Produzido por Jacquire King (Kings of Leon, Tom Waits e Modest Mouse), o trabalho abriga assinaturas divididas com Ryan Adams e Will Sheff (Okkervil River), além do frequente Jesse Harris. Apesar das (boas) parcerias é quando Jones põe-se sozinha na labuta de canções, como em Wouldn't need you, Waiting, It's gonna be e You've ruined me, que o álbum ganha conjunto e espinha dorsal. Erigidas por arranjos minimalistas, que valorizam o silêncio como principal adorno à límpida voz da cantora, cada uma das faixas repousa o ouvinte num misto de melancolia e estado lúdico, que reforçam o talento da artista.

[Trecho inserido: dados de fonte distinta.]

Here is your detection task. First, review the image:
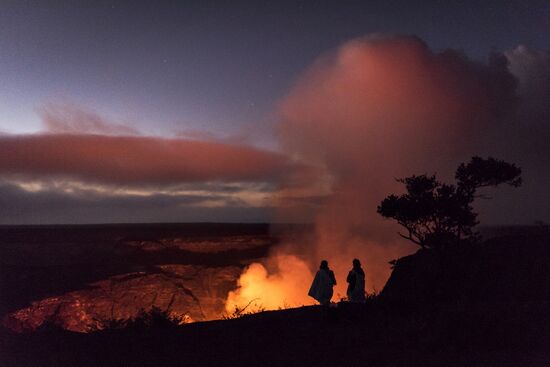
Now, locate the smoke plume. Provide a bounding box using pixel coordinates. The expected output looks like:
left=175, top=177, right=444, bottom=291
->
left=228, top=35, right=549, bottom=308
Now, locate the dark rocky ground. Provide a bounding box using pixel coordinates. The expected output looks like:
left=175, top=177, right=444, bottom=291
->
left=0, top=223, right=292, bottom=331
left=0, top=228, right=550, bottom=366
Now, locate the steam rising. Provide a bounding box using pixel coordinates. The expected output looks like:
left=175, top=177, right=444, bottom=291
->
left=228, top=35, right=550, bottom=308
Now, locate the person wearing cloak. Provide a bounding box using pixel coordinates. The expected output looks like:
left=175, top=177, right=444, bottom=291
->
left=308, top=260, right=336, bottom=306
left=346, top=259, right=365, bottom=303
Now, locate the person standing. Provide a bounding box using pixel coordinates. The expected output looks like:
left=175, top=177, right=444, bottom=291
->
left=308, top=260, right=336, bottom=306
left=346, top=259, right=366, bottom=303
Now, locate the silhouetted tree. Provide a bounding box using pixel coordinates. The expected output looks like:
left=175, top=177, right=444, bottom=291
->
left=377, top=157, right=521, bottom=248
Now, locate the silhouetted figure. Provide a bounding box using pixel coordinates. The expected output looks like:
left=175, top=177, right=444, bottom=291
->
left=308, top=260, right=336, bottom=306
left=346, top=259, right=365, bottom=303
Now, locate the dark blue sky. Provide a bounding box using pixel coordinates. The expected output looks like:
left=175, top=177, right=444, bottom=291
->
left=0, top=1, right=550, bottom=139
left=0, top=0, right=550, bottom=224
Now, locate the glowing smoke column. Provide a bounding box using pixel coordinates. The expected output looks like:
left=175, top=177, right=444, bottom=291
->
left=226, top=36, right=515, bottom=310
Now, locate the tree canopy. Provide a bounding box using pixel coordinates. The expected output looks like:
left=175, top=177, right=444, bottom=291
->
left=377, top=156, right=521, bottom=248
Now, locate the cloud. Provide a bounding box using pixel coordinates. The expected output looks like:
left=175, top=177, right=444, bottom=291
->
left=0, top=134, right=299, bottom=186
left=39, top=104, right=140, bottom=135
left=0, top=182, right=272, bottom=224
left=229, top=35, right=550, bottom=310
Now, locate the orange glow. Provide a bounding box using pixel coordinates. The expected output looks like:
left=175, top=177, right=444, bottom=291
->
left=225, top=255, right=314, bottom=314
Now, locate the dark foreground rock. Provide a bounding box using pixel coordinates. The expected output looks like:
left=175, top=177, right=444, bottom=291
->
left=0, top=301, right=550, bottom=366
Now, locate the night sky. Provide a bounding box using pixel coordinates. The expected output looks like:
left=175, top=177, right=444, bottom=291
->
left=0, top=0, right=550, bottom=224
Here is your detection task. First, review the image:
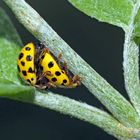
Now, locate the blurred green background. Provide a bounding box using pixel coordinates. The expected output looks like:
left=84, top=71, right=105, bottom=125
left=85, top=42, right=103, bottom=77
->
left=0, top=0, right=127, bottom=140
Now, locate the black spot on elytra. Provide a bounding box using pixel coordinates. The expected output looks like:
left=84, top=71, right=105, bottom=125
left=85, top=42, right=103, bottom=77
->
left=48, top=61, right=54, bottom=68
left=40, top=66, right=43, bottom=71
left=21, top=61, right=25, bottom=66
left=22, top=70, right=27, bottom=76
left=63, top=79, right=67, bottom=83
left=25, top=47, right=31, bottom=51
left=61, top=83, right=64, bottom=86
left=18, top=53, right=24, bottom=60
left=41, top=55, right=45, bottom=59
left=17, top=65, right=20, bottom=72
left=26, top=55, right=32, bottom=61
left=27, top=79, right=31, bottom=83
left=55, top=71, right=61, bottom=76
left=31, top=78, right=34, bottom=81
left=62, top=70, right=65, bottom=73
left=52, top=77, right=57, bottom=82
left=28, top=67, right=34, bottom=73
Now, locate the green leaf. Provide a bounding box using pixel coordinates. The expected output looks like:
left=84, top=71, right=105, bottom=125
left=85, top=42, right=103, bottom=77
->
left=0, top=8, right=35, bottom=97
left=0, top=8, right=22, bottom=46
left=0, top=8, right=22, bottom=83
left=133, top=10, right=140, bottom=44
left=69, top=0, right=134, bottom=28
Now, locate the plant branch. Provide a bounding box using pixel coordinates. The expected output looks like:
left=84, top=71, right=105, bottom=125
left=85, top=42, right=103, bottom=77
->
left=123, top=0, right=140, bottom=116
left=11, top=91, right=140, bottom=140
left=3, top=0, right=140, bottom=127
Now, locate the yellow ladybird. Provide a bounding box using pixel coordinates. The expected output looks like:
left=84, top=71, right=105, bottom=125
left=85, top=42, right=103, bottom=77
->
left=17, top=43, right=80, bottom=89
left=40, top=48, right=80, bottom=88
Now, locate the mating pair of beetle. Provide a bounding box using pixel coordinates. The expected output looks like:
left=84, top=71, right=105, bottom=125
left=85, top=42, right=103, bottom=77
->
left=17, top=43, right=80, bottom=89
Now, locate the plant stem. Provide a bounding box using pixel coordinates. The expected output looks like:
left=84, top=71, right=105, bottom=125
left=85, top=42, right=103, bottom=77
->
left=25, top=91, right=140, bottom=139
left=123, top=0, right=140, bottom=116
left=3, top=0, right=140, bottom=127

Também com 30 anos recémcompletos, Jamie Cullum tenciona uma reinvenção para o punhado de referências que cruzam sua formação musical jazzística e sua inclinação, como ouvinte, para ícones do pop e do rock. Em The pursuit o pianista e compositor empresta novo e inspirado fôlego à já clássica fusão entre os gêneros, que marcara seus três discos precedentes. Apesar da abertura em grande estilo, com direito à big band na versão para Just one of those things, de Cole Porter, o músico deixa claro nas faixas seguintes sua reverência ao formato canção e à linhagem pop. Faz do single I´m all over it a canção mais assobiável e radiofônica do seu repertório próprio - e nem por isso soa superficial.

Pelo contrário, usa um arsenal de ricas influências harmônicas e desemboca num refrão repleto de cores e nuances melódicas, que acobertam versos que dão conta de um caso de amor rompido. A veia aberta para o pop ganha liga com a balada conduzida ao piano Wheels, a versão para If I ruled the world e o cover para Don't stop the music, de Rihanna. Além da "roqueira" Mixtape, da hipnótica Not while i'm around, da grooveada We run things e da batida house dançante para Music is through. Mesclando sonoridades que atravessam o jazz, a música latina e até a eletrônica, Cullum empresta, em apenas um disco, novo sentido ao termo pop e à sua própria carreira, como artista indiscutivelmente popular.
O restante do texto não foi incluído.